Guest column: Starbucks lovers brewing over holiday cup design

Jenna Kuczkowski

A red cup has never caused so many people to become offended until now. On Oct. 22, Starbucks, the coffee giant, gave a sneak preview of its annual holiday cup design to the public. The actual debut of the cup in U.S. stores was Nov. 3.

This year, instead of a red cup decorated with different winter designs, such as snowflakes and pine trees, the design features a cup with a red ombre that starts with a bright poppy color and shades into a darker cranberry. In a press release, Starbucks’ vice president of design and content, Jeffery Fields, said they designed the new cup while keeping in mind the classic holiday red but added the ombre effect to create a design with “distinctive dimension, fluidity and weightedness.”

Upon the cup’s design release, many Christian patrons of the coffee shop have responded in outrage, claiming the new cups lack traditional symbols of the Christmas holiday, such as doves and ornaments used in designs of past cups.

As someone who is Catholic, celebrates Christmas and loves a hot peppermint mocha from Starbucks, I say, who cares?

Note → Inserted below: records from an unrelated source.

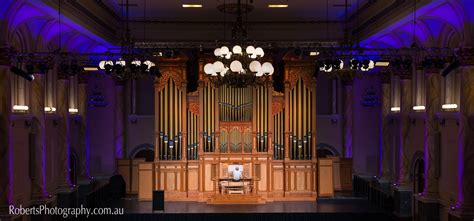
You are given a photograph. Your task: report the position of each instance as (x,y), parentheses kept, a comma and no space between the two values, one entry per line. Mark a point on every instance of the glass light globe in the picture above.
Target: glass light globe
(224,50)
(229,55)
(237,49)
(236,66)
(102,65)
(272,70)
(371,64)
(250,49)
(259,52)
(121,62)
(267,67)
(218,66)
(224,72)
(217,52)
(136,62)
(255,66)
(147,63)
(209,68)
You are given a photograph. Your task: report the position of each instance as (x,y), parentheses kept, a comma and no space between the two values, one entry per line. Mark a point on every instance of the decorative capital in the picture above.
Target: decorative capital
(405,74)
(385,77)
(5,54)
(466,56)
(82,78)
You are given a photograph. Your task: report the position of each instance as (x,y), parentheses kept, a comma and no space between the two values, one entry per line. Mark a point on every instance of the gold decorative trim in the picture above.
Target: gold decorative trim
(194,108)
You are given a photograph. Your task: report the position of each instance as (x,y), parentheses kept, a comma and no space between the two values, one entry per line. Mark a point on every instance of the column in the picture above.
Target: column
(38,180)
(348,120)
(287,121)
(184,129)
(385,172)
(83,135)
(6,172)
(465,201)
(119,122)
(433,106)
(405,123)
(62,111)
(403,192)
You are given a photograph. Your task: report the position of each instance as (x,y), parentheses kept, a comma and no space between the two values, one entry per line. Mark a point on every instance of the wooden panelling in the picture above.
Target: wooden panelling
(346,174)
(129,171)
(336,174)
(145,181)
(326,183)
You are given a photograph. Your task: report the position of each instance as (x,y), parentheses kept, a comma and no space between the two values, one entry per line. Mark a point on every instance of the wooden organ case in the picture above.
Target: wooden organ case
(199,134)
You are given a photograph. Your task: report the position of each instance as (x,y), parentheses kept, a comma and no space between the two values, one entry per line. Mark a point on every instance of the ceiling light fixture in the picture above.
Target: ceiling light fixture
(278,5)
(449,106)
(419,108)
(240,65)
(192,5)
(382,63)
(395,109)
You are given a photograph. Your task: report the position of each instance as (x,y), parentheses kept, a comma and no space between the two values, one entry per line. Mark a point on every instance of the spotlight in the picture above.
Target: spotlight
(407,63)
(354,64)
(74,68)
(135,65)
(64,68)
(106,65)
(30,68)
(338,64)
(119,65)
(451,67)
(43,68)
(21,73)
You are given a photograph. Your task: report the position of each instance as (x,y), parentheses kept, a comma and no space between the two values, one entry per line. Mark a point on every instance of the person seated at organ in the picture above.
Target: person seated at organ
(236,174)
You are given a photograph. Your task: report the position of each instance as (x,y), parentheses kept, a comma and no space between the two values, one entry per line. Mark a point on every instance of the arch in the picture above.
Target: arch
(74,167)
(328,147)
(145,146)
(419,155)
(417,172)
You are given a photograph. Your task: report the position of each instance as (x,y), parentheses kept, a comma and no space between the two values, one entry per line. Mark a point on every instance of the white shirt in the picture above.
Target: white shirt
(236,174)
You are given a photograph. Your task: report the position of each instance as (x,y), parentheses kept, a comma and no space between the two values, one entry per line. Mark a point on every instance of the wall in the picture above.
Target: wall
(366,128)
(101,133)
(329,131)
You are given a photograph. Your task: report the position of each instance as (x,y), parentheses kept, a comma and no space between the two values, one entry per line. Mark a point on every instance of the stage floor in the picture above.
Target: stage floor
(333,205)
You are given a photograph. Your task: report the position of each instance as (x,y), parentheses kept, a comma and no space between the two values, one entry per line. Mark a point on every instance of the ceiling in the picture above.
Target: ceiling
(298,10)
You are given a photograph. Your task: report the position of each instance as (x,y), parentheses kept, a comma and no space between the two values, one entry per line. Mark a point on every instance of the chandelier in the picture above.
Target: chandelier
(239,68)
(235,66)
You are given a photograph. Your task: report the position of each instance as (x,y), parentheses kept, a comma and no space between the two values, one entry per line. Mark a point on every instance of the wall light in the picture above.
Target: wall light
(49,109)
(419,108)
(382,63)
(449,106)
(192,5)
(395,109)
(20,108)
(91,69)
(278,6)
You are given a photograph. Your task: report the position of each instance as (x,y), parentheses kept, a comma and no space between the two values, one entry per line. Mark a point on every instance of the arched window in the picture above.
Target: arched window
(324,150)
(147,154)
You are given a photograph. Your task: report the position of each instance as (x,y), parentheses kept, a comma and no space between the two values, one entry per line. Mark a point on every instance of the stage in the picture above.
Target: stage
(343,208)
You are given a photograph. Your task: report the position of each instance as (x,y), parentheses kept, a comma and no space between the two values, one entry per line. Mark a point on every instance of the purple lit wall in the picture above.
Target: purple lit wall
(366,127)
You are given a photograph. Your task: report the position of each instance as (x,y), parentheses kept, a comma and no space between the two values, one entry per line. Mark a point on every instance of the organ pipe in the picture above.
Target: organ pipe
(170,134)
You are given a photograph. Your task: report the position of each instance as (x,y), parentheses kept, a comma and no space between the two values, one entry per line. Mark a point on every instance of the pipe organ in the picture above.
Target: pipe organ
(200,134)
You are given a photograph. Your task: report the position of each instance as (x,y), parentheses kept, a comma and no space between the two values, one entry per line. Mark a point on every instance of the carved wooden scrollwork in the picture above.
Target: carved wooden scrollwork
(194,108)
(170,72)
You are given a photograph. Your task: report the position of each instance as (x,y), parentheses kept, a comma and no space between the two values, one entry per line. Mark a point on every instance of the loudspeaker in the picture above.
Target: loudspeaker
(158,200)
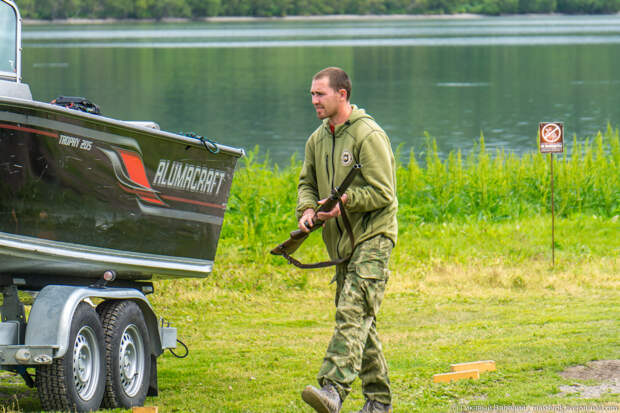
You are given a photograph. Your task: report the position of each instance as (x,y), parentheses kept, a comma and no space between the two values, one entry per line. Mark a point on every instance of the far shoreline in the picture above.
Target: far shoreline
(313,18)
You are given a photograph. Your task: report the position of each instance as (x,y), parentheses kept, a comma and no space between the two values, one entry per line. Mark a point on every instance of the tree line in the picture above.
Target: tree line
(158,9)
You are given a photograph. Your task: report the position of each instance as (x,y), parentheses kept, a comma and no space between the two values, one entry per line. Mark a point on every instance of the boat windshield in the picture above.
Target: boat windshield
(8,40)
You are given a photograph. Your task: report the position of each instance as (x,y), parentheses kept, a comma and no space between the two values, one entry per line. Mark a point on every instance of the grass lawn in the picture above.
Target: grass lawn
(257,331)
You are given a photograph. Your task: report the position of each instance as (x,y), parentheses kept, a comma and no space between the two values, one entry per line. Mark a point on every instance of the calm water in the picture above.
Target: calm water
(246,84)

One would think with this many people offended by a red cup that Starbucks might have openly endorsed communism. All they did was create a design they felt would be trendy and appealing because of the public’s recent obsession with “minimalist” and “ombre.”

In the press release for the design, Fields also stated, “In the past, we have told stories with our holiday cups designs. This year we wanted to usher in the holidays with a purity of design that welcomes all of our stories.”

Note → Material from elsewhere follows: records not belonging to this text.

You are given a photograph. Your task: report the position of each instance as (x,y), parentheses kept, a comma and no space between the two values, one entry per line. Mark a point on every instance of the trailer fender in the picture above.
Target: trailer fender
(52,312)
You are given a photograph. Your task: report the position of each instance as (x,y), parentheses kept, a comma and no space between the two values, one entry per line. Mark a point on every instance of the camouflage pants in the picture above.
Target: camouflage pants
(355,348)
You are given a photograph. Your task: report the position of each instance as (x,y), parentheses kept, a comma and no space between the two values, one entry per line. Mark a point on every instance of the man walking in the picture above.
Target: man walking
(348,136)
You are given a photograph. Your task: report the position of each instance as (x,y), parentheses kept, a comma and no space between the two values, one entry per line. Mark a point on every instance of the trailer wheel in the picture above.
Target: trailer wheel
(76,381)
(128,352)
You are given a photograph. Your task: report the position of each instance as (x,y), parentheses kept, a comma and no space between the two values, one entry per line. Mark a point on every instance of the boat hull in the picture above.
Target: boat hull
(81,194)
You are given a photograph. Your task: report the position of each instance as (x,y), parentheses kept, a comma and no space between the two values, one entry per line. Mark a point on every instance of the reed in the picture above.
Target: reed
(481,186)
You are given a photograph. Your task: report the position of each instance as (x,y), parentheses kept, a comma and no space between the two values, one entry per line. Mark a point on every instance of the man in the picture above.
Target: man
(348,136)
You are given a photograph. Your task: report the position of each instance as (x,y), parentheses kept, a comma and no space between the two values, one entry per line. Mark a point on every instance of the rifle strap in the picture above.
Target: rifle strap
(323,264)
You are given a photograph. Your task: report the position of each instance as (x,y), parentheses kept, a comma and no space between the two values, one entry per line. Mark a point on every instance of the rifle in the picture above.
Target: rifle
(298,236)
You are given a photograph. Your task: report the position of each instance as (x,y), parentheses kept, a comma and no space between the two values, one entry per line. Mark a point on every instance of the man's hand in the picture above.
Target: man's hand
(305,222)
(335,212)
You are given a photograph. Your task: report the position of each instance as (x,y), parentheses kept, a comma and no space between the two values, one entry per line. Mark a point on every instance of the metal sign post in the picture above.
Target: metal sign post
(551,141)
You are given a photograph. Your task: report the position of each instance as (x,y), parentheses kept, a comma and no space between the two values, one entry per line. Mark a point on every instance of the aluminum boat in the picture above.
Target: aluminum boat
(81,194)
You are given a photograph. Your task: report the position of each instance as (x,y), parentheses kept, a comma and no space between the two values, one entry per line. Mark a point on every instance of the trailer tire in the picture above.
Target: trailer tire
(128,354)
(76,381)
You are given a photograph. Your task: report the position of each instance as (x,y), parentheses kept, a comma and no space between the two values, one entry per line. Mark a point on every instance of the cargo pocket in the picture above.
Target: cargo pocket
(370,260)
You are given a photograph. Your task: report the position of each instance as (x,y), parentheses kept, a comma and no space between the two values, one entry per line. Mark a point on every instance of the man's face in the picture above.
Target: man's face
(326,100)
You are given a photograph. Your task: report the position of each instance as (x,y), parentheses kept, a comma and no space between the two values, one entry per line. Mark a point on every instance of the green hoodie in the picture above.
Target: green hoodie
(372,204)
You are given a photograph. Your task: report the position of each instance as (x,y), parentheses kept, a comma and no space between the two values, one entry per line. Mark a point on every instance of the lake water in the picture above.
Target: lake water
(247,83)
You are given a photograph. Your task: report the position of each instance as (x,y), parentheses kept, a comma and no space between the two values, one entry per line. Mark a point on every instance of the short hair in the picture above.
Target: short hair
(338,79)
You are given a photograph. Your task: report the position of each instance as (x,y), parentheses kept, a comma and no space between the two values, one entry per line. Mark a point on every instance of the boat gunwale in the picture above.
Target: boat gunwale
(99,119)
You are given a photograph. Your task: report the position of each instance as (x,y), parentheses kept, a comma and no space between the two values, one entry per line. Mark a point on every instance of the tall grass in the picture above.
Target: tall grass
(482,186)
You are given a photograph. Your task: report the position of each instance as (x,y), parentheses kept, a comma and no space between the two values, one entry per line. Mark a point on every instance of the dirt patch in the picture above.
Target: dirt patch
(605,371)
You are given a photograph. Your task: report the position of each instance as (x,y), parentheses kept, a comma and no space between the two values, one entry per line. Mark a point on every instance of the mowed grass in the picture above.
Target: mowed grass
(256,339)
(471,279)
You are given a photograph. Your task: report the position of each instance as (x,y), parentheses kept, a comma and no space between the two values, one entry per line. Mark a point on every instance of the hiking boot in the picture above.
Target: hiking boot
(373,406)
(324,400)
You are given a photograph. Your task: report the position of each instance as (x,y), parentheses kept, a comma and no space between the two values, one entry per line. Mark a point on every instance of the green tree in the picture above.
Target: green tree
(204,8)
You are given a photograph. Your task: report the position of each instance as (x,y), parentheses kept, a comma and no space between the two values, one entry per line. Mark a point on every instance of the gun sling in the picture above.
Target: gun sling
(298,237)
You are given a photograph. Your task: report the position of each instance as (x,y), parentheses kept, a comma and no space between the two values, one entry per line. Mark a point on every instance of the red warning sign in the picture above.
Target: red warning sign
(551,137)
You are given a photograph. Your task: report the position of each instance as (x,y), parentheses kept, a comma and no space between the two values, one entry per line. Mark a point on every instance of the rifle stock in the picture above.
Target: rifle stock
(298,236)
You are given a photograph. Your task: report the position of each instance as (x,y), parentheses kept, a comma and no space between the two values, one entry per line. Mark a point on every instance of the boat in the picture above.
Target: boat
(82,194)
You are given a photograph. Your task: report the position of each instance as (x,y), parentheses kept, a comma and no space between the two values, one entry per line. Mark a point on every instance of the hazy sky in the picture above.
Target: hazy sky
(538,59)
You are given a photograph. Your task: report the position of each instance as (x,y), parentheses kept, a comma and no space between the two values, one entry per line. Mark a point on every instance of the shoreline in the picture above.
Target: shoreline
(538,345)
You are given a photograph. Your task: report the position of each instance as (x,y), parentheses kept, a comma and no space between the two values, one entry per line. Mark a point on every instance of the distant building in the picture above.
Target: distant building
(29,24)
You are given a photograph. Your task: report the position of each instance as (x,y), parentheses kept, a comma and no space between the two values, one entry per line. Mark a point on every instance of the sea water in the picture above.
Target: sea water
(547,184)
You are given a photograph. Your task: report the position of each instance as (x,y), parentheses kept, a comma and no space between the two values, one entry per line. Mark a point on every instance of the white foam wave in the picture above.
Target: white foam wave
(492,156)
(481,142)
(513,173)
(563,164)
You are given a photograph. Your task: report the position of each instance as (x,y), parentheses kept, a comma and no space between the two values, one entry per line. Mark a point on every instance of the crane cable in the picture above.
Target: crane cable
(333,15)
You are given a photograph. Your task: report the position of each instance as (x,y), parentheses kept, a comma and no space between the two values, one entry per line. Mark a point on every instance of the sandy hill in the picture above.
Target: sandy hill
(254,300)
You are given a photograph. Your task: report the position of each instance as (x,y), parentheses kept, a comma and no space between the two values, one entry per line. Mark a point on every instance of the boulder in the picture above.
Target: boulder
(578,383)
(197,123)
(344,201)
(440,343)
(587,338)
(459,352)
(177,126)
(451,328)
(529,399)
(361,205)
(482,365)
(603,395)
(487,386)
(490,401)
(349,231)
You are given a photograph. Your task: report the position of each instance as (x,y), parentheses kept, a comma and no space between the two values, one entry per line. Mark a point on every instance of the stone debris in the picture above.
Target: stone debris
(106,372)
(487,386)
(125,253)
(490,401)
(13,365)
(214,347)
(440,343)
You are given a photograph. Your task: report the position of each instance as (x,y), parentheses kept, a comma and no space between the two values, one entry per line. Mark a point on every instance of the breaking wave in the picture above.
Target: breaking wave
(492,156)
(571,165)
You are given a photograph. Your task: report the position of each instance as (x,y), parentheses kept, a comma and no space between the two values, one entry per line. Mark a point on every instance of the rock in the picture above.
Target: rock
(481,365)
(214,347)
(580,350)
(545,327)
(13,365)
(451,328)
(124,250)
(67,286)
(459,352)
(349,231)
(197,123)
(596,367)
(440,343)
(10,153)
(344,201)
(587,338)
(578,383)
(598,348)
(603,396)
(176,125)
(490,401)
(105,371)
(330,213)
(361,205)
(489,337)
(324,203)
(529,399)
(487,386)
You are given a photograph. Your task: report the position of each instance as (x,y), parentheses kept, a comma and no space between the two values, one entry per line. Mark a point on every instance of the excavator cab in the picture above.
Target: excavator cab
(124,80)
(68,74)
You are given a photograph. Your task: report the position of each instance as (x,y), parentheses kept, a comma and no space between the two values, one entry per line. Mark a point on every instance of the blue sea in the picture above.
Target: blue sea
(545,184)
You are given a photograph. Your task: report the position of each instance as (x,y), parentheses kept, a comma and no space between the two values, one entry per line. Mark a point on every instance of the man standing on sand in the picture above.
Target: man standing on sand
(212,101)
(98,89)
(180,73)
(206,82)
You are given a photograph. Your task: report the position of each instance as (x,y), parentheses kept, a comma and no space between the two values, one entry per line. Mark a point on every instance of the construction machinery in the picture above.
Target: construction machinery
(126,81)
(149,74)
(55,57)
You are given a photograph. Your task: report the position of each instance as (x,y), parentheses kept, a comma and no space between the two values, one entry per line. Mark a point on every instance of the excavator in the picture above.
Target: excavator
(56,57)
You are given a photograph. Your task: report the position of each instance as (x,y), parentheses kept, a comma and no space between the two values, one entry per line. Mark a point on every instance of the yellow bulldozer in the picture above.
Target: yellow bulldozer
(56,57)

Whether the cup was secretly intended to include people of all backgrounds and religions in the joy of looking at their Starbucks cup while drinking their share of special holiday blend roast coffee or just create a pleasant looking and appealing design, should it really matter?

To the people who have posted on social media about their outrage over the new design, I’d like to offer you my condolences for being so bored with nothing to complain about that you would nitpick about coffee cups and post about how you’re not getting your coffee from Starbucks now. I’d also like to thank you for making the line slightly shorter due to your absence, even if it is just for the holidays.

Maybe we can focus on bigger and pressing issues instead, such as asking Starbucks where they get the paper to make those cups; which, according to various news sources, including The Guardian, is made from unsustainable sources, such as the Amazon rainforest.

In addition to the paper in their cups destroying the rainforest, Starbucks’ use of unsustainable palm oil and soy in their other products may also be linked to deforestation around the world.

We also might want to consider asking where those fabled, red coffee cups Starbucks claims to be recycling go after people toss them which, according to new investigations, is likely in the trash because of the costly recycling process used to remove the plastic lining within the four billion disposable cups Starbucks sells each year and the lack of economic incentive for the company.